Ancak İslam toplumuna baktığımızda kalp, dile muhalefet ediyor. Peki,
Resulullah nasıl örnek alınacak? Nasıl yaşam rehberimiz olacak? Tanımadığımız
kimseyi örnek alabilir miyiz?
Bir kimsenin örnek
alınabilmesi için tanınması gerekir. Peki, biz Resulümüzü ne kadar tanıyoruz?
Bu konuya
“Peygamber’e Arz” başlıklı bir yazımda değinmiştim.
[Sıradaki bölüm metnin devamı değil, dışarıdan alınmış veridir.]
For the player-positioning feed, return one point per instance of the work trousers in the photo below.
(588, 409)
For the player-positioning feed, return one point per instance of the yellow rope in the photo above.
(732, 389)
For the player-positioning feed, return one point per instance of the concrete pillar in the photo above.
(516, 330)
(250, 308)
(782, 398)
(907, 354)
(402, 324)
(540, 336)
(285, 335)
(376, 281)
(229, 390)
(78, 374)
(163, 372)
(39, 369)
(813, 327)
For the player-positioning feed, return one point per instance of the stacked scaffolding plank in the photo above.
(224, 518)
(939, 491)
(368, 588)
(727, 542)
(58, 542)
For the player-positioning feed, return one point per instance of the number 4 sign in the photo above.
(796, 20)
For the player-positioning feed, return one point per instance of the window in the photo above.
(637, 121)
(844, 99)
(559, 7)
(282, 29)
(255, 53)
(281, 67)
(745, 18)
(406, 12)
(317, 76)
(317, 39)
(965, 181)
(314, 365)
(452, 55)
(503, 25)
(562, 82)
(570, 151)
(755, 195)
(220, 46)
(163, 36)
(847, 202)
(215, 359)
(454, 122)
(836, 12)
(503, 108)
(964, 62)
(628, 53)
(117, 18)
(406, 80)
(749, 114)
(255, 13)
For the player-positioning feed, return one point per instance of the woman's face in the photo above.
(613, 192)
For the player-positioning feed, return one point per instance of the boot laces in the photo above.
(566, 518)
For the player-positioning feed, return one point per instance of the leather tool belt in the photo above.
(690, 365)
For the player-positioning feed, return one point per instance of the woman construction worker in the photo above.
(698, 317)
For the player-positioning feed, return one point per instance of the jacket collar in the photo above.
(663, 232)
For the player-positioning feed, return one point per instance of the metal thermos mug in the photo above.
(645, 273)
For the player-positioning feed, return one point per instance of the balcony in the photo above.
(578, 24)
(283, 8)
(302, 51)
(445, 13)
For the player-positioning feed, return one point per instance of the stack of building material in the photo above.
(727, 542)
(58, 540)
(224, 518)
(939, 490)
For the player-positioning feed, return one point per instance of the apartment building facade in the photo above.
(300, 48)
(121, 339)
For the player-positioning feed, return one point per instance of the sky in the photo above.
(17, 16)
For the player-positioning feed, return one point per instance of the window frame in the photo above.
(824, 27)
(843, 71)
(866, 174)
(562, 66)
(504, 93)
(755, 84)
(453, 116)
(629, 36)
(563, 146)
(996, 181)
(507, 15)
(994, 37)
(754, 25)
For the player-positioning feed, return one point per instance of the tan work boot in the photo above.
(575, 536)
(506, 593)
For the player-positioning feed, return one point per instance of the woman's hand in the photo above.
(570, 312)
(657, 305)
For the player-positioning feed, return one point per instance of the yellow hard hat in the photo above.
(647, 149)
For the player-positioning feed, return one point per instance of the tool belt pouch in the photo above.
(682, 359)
Yazımda Peygamber’e arz yöntemini,
“Bizim yerimizde Peygamber efendimiz
olsaydı ne yapardı?” sorusunu kendimize sormamız olarak özetlemiştim.
Soruya doğru cevap alabilmemiz için Peygamberimizi tanımak lazım. Ne yazık ki
sadece biz değil, tüm İslâm âlemi Peygamberi tanımıyor. İslam âlemi Hz.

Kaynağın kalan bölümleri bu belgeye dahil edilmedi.